RemoteLauncher

The RemoteLauncher infrastructure allows to securely start, monitor and control remotely running RACE processes through SSH, and to manage global resources such as configuration files and user ids in one location.

While the ConsoleMain and SwingMain drivers are used to interactively run RACE processes on a local machine, RACE also supports a scenario in which complex simulations are executed on a pool of (remote and/or virtual) machines. Moreover, these machines might be connected over untrusted networks, and might not have access to sensitive or frequently changed configuration data.

The user id for the remotely running RACE does not have to correspond to the physical user requesting/controlling the simulation, which not only supports a large and changing user base, but also - for security reasons - configuration of remote machines without login prompts.

The main RemoteLauncher components are:

- ConsoleRemoteLauncher - an interactive front end for a RemoteLauncher on the controlling machine - RemoteLauncherServer - a server that manages multiple RemoteLauncher instances and makes them accessible to external clients such as web applications - ConsoleLauncherClient - a console based interactive client for the RemoteLauncherServer

The primary mode of operation is to control several RemoteMain instances from a single machine, therefore ConsoleRemoteLauncher and ConsoleLauncherClient are mostly intended as testing tools.

RACE overview

The RemoteLauncher uses SSH to start the RemoteMain process with reverse port forwarding for a socket that is used to transmit control messages that implement a handshake protocol, independently of the captured remote stdio streams. This protocol between RemoteLauncher and RemoteMain is implemented in its own traits and can be extended.

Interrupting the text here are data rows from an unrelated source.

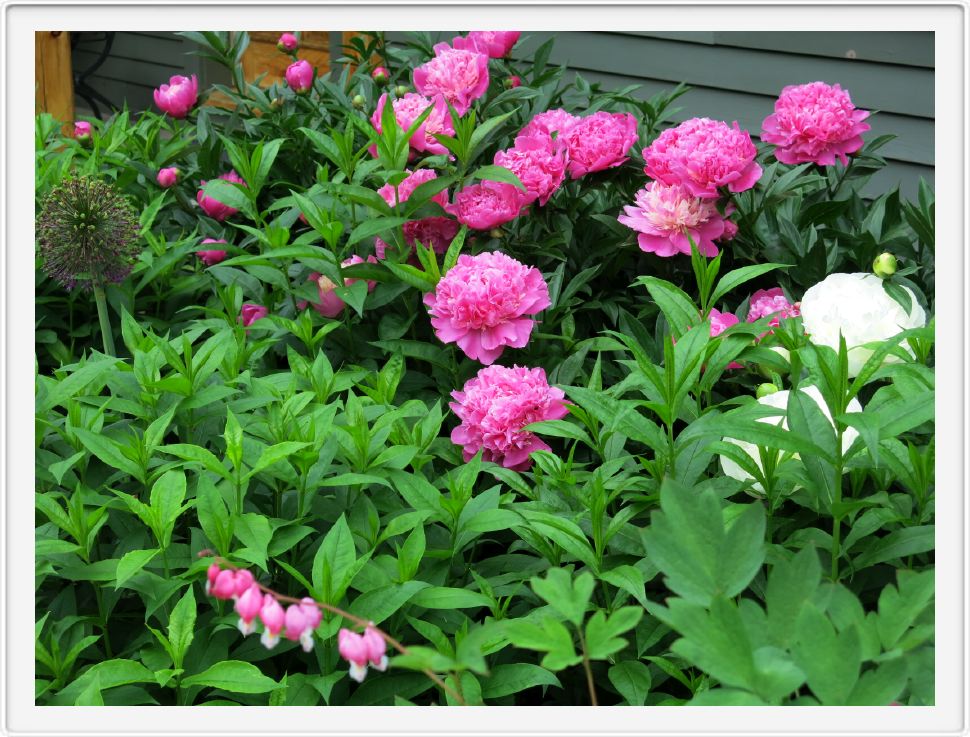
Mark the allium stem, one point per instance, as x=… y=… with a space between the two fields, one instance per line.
x=106 y=336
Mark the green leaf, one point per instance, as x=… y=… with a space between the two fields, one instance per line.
x=131 y=563
x=632 y=680
x=511 y=678
x=233 y=675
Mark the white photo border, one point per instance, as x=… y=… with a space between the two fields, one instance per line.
x=18 y=713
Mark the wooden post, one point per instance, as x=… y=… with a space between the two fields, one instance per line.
x=53 y=75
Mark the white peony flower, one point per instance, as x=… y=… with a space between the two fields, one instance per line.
x=780 y=401
x=857 y=306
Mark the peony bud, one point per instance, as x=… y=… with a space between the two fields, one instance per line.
x=765 y=389
x=288 y=43
x=299 y=76
x=380 y=75
x=884 y=266
x=167 y=177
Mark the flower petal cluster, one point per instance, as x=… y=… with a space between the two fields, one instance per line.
x=702 y=155
x=667 y=217
x=539 y=162
x=814 y=122
x=599 y=141
x=178 y=96
x=407 y=109
x=459 y=75
x=484 y=302
x=857 y=307
x=496 y=405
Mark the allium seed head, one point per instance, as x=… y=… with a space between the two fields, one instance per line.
x=88 y=233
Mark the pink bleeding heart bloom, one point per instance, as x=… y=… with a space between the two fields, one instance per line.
x=224 y=585
x=211 y=206
x=495 y=406
x=167 y=177
x=483 y=304
x=459 y=75
x=213 y=256
x=721 y=321
x=178 y=96
x=250 y=313
x=248 y=606
x=394 y=196
x=329 y=304
x=288 y=43
x=211 y=574
x=814 y=122
x=495 y=44
x=556 y=121
x=665 y=215
x=488 y=204
x=299 y=76
x=362 y=650
x=701 y=155
x=273 y=618
x=539 y=162
x=772 y=301
x=599 y=141
x=407 y=109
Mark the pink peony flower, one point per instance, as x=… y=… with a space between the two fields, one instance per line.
x=288 y=43
x=406 y=187
x=407 y=109
x=814 y=122
x=556 y=121
x=599 y=141
x=495 y=44
x=483 y=303
x=212 y=257
x=167 y=177
x=329 y=304
x=248 y=607
x=460 y=75
x=211 y=206
x=250 y=313
x=766 y=302
x=299 y=76
x=664 y=215
x=178 y=96
x=273 y=618
x=495 y=406
x=703 y=154
x=539 y=162
x=362 y=650
x=488 y=204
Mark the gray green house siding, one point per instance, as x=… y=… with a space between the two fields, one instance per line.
x=733 y=75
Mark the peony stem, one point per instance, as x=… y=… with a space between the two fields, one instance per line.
x=107 y=338
x=358 y=621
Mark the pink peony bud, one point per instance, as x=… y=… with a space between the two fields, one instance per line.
x=224 y=587
x=167 y=177
x=211 y=206
x=250 y=313
x=299 y=76
x=212 y=257
x=273 y=618
x=178 y=96
x=288 y=43
x=248 y=607
x=380 y=75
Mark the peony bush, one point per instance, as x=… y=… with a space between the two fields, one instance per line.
x=451 y=378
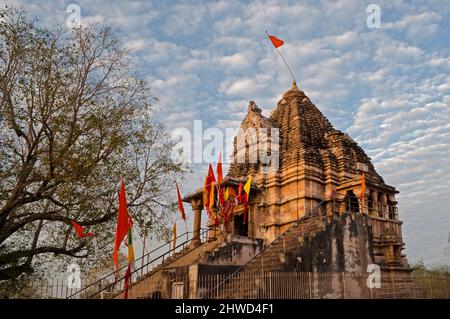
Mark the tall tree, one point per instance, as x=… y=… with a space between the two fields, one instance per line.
x=74 y=118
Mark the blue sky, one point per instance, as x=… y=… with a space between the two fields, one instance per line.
x=389 y=88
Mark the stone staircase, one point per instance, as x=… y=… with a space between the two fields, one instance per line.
x=144 y=286
x=272 y=258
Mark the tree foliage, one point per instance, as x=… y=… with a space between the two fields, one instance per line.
x=74 y=119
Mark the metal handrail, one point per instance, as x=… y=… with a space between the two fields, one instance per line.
x=137 y=269
x=116 y=272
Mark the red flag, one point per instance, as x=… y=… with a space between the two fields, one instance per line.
x=127 y=281
x=180 y=203
x=240 y=192
x=207 y=188
x=211 y=176
x=219 y=169
x=245 y=207
x=275 y=41
x=80 y=230
x=122 y=224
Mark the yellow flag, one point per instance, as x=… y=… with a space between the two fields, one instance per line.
x=226 y=194
x=247 y=186
x=174 y=235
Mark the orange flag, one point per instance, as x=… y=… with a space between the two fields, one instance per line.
x=180 y=203
x=363 y=188
x=275 y=41
x=240 y=192
x=123 y=225
x=127 y=280
x=219 y=169
x=80 y=230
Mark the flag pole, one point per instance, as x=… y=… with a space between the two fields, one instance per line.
x=287 y=65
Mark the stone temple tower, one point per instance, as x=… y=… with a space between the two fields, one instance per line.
x=316 y=164
x=317 y=220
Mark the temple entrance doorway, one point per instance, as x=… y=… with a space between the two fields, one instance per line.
x=240 y=229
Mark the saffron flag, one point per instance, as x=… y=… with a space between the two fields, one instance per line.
x=80 y=230
x=130 y=248
x=245 y=207
x=275 y=41
x=123 y=225
x=240 y=192
x=207 y=188
x=226 y=194
x=211 y=196
x=247 y=186
x=205 y=194
x=174 y=235
x=231 y=192
x=219 y=169
x=363 y=189
x=127 y=281
x=180 y=203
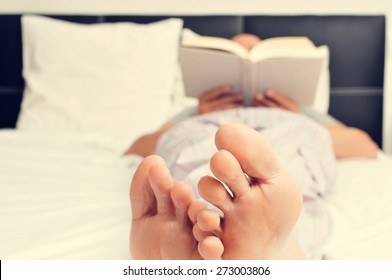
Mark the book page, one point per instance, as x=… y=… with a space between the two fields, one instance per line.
x=217 y=43
x=205 y=69
x=296 y=78
x=282 y=47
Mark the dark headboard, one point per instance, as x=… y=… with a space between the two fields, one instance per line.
x=357 y=47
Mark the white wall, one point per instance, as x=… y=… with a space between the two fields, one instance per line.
x=223 y=7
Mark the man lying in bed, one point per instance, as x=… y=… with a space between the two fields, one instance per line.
x=262 y=207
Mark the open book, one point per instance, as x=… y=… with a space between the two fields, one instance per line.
x=290 y=65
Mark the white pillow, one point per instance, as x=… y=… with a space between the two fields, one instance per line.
x=321 y=102
x=111 y=78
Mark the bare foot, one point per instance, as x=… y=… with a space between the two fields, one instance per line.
x=264 y=205
x=161 y=228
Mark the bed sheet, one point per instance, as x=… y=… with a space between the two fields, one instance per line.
x=66 y=197
x=63 y=197
x=360 y=208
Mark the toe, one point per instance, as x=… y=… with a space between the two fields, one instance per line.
x=196 y=207
x=211 y=248
x=141 y=195
x=227 y=169
x=161 y=184
x=208 y=220
x=250 y=149
x=214 y=192
x=182 y=199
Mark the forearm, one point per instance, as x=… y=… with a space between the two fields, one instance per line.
x=145 y=145
x=351 y=142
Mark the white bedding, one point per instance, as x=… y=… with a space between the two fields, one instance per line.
x=66 y=197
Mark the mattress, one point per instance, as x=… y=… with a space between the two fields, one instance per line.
x=66 y=197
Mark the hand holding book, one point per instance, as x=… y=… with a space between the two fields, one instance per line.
x=290 y=65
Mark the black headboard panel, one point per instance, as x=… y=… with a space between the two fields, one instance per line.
x=357 y=47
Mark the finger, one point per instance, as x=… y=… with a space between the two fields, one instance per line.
x=228 y=99
x=214 y=93
x=226 y=107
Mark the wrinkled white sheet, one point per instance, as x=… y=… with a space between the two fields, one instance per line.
x=360 y=208
x=66 y=197
x=63 y=197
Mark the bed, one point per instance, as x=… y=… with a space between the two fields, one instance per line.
x=64 y=194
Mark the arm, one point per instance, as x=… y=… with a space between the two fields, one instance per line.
x=145 y=145
x=351 y=142
x=348 y=142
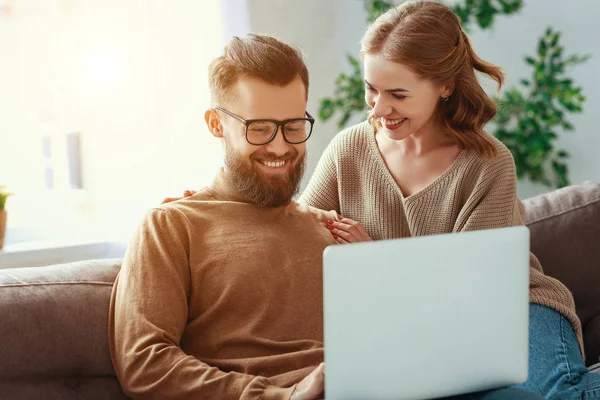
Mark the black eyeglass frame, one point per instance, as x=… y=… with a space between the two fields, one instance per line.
x=279 y=124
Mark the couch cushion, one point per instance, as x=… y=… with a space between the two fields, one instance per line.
x=54 y=320
x=565 y=227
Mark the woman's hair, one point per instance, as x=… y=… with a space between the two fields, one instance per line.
x=257 y=56
x=427 y=37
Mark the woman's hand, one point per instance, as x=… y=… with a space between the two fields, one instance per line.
x=186 y=193
x=345 y=230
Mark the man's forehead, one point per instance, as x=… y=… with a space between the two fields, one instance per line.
x=254 y=98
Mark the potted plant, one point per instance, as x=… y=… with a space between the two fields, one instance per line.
x=3 y=196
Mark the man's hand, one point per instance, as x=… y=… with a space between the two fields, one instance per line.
x=345 y=230
x=186 y=193
x=312 y=387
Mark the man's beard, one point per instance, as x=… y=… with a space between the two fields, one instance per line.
x=259 y=188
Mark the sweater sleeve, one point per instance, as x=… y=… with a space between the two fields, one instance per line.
x=494 y=204
x=148 y=315
x=322 y=189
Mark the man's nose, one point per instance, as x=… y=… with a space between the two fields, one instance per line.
x=278 y=145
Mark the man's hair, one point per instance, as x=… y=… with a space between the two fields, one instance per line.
x=255 y=56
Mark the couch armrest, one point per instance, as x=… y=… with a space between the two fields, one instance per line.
x=54 y=320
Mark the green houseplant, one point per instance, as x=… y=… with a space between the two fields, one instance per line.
x=3 y=196
x=530 y=117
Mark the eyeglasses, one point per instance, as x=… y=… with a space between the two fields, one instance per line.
x=262 y=131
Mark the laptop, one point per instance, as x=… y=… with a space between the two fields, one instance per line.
x=426 y=317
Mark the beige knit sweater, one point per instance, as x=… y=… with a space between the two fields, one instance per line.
x=220 y=299
x=473 y=193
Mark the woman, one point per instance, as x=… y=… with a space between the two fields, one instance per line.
x=422 y=164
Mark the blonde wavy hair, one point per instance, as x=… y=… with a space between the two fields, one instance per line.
x=427 y=37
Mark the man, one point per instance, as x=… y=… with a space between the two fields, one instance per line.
x=220 y=294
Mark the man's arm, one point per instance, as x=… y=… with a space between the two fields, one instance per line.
x=148 y=315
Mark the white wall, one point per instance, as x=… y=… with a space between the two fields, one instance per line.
x=326 y=30
x=131 y=76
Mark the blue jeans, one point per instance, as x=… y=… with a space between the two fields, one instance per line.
x=556 y=368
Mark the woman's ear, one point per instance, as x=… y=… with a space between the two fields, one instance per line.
x=447 y=90
x=213 y=123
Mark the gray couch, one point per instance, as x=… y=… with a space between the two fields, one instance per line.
x=53 y=340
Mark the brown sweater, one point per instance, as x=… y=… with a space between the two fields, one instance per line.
x=352 y=179
x=220 y=299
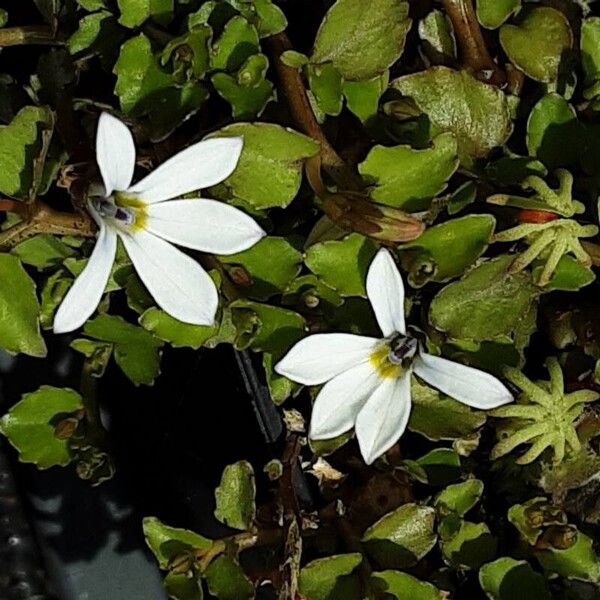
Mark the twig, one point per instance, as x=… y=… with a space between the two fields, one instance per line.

The default protocol starts by transmitting a SESSION message with a session specific token from the launcher to the launchee, to which the launchee replies with a LIVE message that contains its process id.

Once the launcher receives this reply, it proceeds to sending a LAUNCH command that contains the RACE configuration data the RemoteMain should run, which can also include an encrypted config vault.

Once the RemoteMain is running, the RemoteLauncher can use INSPECT commands to query its state, and a TERMINATE command to gracefully shut it down.

Since this is a SSH session, the RemoteLauncher can monitor the lifetime of the remote process without having to rely on the protocol.

In addition to the control socket, the RemoteLauncher can also reverse port forward sockets that connect to external servers which should not be exposed to the remote machine, i.e. it can act as a gateway. Tunneling both control and data sockets through SSH ensures that all content is securely encrypted.